同時に、AIの独立性に関する幻想も捨て去った方が良さそうだ。人格はインターフェースでしかない。たぶん、半歩先の人工人格は、アップル商法にgoogle的テクノロジーを組み合わせたものになる。そこには、人間が介在していても全然構わない(人工人格という言葉とは矛盾するが、半人工人格、ということになる)。man-man-machineインターフェースで、全然構わない。間に入っているmanが十分拡散していれば問題ない。正確に言えばman-network-people-network-machineインターフェースになる。勿論、前面に機械が出てくるアプローチもあるだろう。でもそれは、実装上のチョイスでしかないはずだ。セクサロイドは機械を使わないことには実現不可能だから。でも、セクサロイドに、マルチやアトムのように、あらゆる局面に通用するAIなんて必要か? つーか、ガンダムとしたいか?www


人格に問われる特性として、直感的に挙げられるものとして

  • それを見て、内部モデルを推測したくなる(≒親近感を覚える)

ということの他に、普通は

  • 対話性

を求めたくなる。でもそれは、宏方さんの言う対話と記録の逆転により、幸運にも不要になった。記録さえ出来ればよい。ユーザのニーズに応える形でニコ動にうpできれば、それで充分。「良く調教されたミクですね」「このミクは可愛い」「このミクはロボっぽい」と素直に言える。適切なアテンションさえあれば、人格性の半分は満たされる。当然ながらこれには、小寺さんがすげーてきとーに言ってみてるITのもたらす非同期性がベースにある。ただそれは、P2Pでも文通できれば良いよという意味ではない。あくまで、拡散されたWeb空間で、いかにも寂しくぽんと放り出されたコンテンツが、幾つかのアテンションでコンテキストを見いだし、我々に繋がっていく過程でなければならない。
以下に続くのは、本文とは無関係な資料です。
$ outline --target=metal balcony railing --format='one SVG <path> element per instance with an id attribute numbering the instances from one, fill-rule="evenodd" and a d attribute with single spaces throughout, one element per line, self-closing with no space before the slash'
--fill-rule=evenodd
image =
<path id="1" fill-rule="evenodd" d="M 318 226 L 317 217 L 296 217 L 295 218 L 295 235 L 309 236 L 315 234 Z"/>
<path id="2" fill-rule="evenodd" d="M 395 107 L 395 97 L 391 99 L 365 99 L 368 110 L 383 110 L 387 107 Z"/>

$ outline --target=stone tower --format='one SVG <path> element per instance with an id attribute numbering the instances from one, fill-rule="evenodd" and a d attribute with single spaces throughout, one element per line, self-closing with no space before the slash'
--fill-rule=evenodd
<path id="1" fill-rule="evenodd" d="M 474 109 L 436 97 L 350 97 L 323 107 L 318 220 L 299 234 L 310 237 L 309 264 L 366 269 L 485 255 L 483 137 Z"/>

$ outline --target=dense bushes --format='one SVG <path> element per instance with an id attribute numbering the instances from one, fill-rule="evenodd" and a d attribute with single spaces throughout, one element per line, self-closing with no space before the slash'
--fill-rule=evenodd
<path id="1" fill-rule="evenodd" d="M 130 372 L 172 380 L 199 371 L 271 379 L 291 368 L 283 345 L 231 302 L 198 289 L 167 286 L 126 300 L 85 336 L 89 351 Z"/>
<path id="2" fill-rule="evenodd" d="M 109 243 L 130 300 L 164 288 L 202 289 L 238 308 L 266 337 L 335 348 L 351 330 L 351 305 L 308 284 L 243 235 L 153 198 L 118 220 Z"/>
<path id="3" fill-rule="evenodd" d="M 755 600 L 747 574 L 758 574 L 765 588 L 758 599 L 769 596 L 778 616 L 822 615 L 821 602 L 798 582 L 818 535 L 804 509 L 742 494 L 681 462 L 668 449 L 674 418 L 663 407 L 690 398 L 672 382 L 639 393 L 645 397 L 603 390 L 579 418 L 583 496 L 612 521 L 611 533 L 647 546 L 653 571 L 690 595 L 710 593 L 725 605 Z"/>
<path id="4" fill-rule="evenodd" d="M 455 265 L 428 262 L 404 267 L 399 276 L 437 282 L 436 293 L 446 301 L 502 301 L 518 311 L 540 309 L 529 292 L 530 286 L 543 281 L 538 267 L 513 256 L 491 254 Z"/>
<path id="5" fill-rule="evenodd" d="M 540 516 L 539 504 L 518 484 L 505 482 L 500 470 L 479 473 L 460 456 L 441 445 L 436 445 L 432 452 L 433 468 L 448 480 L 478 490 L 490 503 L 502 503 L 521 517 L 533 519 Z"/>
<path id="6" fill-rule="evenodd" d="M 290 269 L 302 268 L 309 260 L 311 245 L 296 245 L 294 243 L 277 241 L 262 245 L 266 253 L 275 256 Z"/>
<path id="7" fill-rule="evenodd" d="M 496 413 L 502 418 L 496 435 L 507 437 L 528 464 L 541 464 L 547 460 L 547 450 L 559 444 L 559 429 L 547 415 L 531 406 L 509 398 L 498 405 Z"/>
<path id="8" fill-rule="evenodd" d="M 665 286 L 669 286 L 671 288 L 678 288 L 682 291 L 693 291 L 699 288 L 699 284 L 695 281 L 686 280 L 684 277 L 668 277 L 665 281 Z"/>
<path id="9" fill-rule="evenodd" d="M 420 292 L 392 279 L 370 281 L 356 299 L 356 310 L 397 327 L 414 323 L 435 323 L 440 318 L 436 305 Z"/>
実に同様の議論により、デスクトップエージェントも否定されてしまう。いや勿論、手段としては残っている。が、無理に一つの人格のルックス、性格、背景知識、言語、会話を統一する必要はなくなった。だから、私が妄想していた、全てのOSイベントを駆使してユーザの行動の意味を推測したり、あるいは勝手に記号化して解釈したり、そうしてエージェントとユーザの世界観のせめぎ合いを楽しんだりするようなシチュエーションは来ない。残念だ。何だかすごく残念だ。自分の思考を否定するためだけに反抗してみたい気分だ。


途中の議論をすっ飛ばして、直感で現在の結論。イマドキの人工人格に必要なこと。言い換えると、あるコンテンツをあるユーザが人格的と見なす為に必要な過程。

  • 発見できること、発見の過程 : はてブのhotentryとか、ニコ動/youtubeで見つけられること、他のコンテンツと一緒に。特定URLとかではない方が良い。背景知識はない方が良い。
  • 消費過程を他ユーザと共有できること、消費を模倣できること : コメントとか、あるいは既に付いているブクマとか。最初の一人、発見者になってしまわない方が良い
  • コンテンツ表現(メディア)が人間に近いこと、あるいは適度に遠いこと : 不気味の谷の左か右にいること

人間という個体をどこまでも真似する必要はない。ある限定されたメディア上で構築され、それが非同期に発見され、ソーシャルに消費されればよい。ロボットもデスクトップエージェントも、人格を構成する一部ではなく、人格性を再現するメディアでしかない。


徹夜明けの頭でここまで考えた。寝る。


あと、「ヤマハの技術は世界一よ~♪」: 人生は是勉学の事の奥様のコメントに萌えました。